Strangely, the interview with Marcio is immediately preceded by a voiceover that is, in our view, the most reckless, misleading and preposterously flawed statement that the Dispatches team used as part of the foundation for their vendetta against the LFB:
” The Inquiry has heard that the whole tower could have been evacuated in seven minutes”.
Having arrived at this point of the narrative I have struggled to construct, I realise that there is no need for further argument from me. I already have in my possession a lengthy extract from the statement submitted by Dr Lane at the conclusion of phase one of the Inquiry. It describes in excruciating detail and in a far more articulate form than I could ever attempt, the conditions that existed in Grenfell Tower on that fateful night and that confronted all those inside the tower during that crucial hour when the building was lost. I will finish this blog by quoting the words of Dr Lane directly from her statement.
(CAUTION: Those still struggling to cope with the events of that night may find parts of what follows extremely painful reading.)
2.19.1 The conditions in the lobbies created intense fear amongst the residents which is likely to have affected the ability of many of them to leave their flat and descend the stair. As the fire progressed, and conditions worsened in the lobbies, but also directly on the external wall of their own flat, and adjacent flats, it was even more difficult to overcome this fear, even when they were eventually instructed to do so.
2.19.2 The evidence from the residents has emphasised this stark dilemma for them all too clearly.

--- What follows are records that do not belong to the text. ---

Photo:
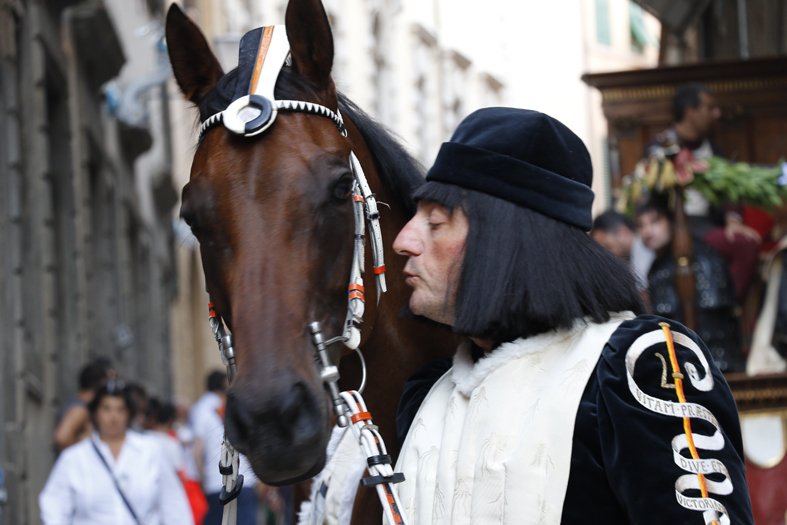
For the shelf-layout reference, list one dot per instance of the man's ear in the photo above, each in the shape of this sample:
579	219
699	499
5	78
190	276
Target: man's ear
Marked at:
195	66
311	41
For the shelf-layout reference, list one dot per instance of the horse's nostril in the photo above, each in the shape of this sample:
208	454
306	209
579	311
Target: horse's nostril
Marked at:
292	416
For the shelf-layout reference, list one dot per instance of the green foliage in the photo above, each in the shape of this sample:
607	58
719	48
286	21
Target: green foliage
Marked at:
741	182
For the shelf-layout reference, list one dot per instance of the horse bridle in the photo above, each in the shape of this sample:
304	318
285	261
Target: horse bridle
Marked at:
250	115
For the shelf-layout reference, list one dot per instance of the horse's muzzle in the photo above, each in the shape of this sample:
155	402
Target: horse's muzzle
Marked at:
284	435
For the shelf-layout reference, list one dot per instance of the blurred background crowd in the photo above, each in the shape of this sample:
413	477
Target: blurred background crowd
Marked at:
681	103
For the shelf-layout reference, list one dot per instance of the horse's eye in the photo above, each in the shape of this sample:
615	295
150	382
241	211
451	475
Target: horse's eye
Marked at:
343	188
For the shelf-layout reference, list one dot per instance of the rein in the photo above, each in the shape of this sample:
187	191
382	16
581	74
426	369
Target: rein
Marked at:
250	115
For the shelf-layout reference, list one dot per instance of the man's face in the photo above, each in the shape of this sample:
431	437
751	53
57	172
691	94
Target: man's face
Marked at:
112	417
618	242
654	229
704	116
434	241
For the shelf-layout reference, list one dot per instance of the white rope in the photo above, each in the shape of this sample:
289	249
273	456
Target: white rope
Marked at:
230	458
378	460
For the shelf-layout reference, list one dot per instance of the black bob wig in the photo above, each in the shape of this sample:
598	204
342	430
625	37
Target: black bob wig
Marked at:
524	273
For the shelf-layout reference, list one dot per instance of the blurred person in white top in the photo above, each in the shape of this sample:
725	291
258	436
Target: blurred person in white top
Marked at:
84	487
207	421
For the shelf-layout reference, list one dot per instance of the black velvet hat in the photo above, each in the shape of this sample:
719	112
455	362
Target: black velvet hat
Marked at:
522	156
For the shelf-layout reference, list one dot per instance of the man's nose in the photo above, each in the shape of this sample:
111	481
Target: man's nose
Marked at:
407	243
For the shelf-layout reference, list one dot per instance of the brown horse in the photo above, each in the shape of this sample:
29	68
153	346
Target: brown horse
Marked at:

2.19.3 The residents were left in conditions that appeared life threatening to them. So much so that even with a flame front entering their home or neighbour’s home, entering the staircase was believed to be a fatal option. In some cases, this belief appears to have seriously impacted their decision making process with respect to self-evacuation. It is my opinion that they required very specific advice tailored to overcome their fear of the lobby conditions, and to be informed, for example, that there was a concerted effort to meet and rescue people in the stairs.
2.19.4 Their experiences created a belief that entering the staircase was a fatal option, specifically:
2.19.5 For some residents they had already experienced conditions in the stairs and considered them to be life threatening and so turned back
2.19.6 For other residents, they had entered the stairs or approached the stairs, and heard instructions not to go down the stairs at all, and again had turned back.
2.19.7 Many residents had been told it was safer not to self-evacuate for up to an hour, and the change seemed to overwhelm those that ultimately stayed in place.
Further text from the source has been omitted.